What's wrong with Security Awareness?

Let's get in the weeds, shall we?

May 29, 2026

Oh boy, I mean, what isn't wrong with Security Awareness? Alright alright, that's not helping at all.

So, let's start here: When was your last Security Awareness Training? And what did you do during that time?

I don't mean, what the topic or format of the training was. I mean: What did you do, when the video ran in the silent tab on the second screen.

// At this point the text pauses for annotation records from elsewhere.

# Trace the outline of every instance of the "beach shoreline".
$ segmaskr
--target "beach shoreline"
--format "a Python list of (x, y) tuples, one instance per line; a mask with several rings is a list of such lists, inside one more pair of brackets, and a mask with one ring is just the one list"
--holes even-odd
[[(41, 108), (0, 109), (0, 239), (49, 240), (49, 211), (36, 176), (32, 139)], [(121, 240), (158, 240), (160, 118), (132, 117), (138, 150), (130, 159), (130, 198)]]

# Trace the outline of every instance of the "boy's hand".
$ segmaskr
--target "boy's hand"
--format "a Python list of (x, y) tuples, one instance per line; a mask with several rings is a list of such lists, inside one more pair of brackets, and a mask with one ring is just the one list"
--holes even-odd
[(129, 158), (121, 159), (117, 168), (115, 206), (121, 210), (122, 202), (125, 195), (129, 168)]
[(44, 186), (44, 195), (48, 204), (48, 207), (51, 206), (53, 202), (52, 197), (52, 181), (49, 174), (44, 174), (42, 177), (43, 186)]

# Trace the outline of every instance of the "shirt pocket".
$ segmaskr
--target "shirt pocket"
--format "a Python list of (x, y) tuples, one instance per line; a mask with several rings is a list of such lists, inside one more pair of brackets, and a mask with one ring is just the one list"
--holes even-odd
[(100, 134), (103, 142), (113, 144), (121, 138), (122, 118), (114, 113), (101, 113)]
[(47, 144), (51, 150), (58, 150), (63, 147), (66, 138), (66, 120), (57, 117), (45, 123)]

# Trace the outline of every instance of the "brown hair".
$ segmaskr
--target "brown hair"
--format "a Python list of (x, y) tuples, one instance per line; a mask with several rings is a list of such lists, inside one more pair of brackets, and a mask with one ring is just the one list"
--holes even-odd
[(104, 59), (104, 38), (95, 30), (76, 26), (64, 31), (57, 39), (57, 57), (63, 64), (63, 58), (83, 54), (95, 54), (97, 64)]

Or let's try it this way: How do you measure the success of your program? Completion rate on the videos on how bad spelling tips of the phishing mail? Click rates in the phishing simulations the trainee has way too much fun creating?

Ok, let me put some bits on that wire.

The Compliance

It starts at the decision. Many orgs implement some sort of security awareness program because they have to. Regulatory necessity or contractual demand by the cyber insurance; pick your poison. But nobody wanted to do it themself and took to different vendors for Web Based Training (WBT). The modules would be switched around only if you're lucky. How often? Oh, annually is plenty. Don't take that precious time away from those employees. There is money to be made.

Infosec already has the issue to create costs instead of revenue¹. But firewalls and email filters can provide cold hard numbers of victory over the hordes of adversaries. Ten bazillion blocked cyberattacks per minute can't be argued with. This awareness thing on the other hand does not provide these beautiful cold hard numbers in such an impressive way, so let's keep it minimal and the employees on the productive side of things.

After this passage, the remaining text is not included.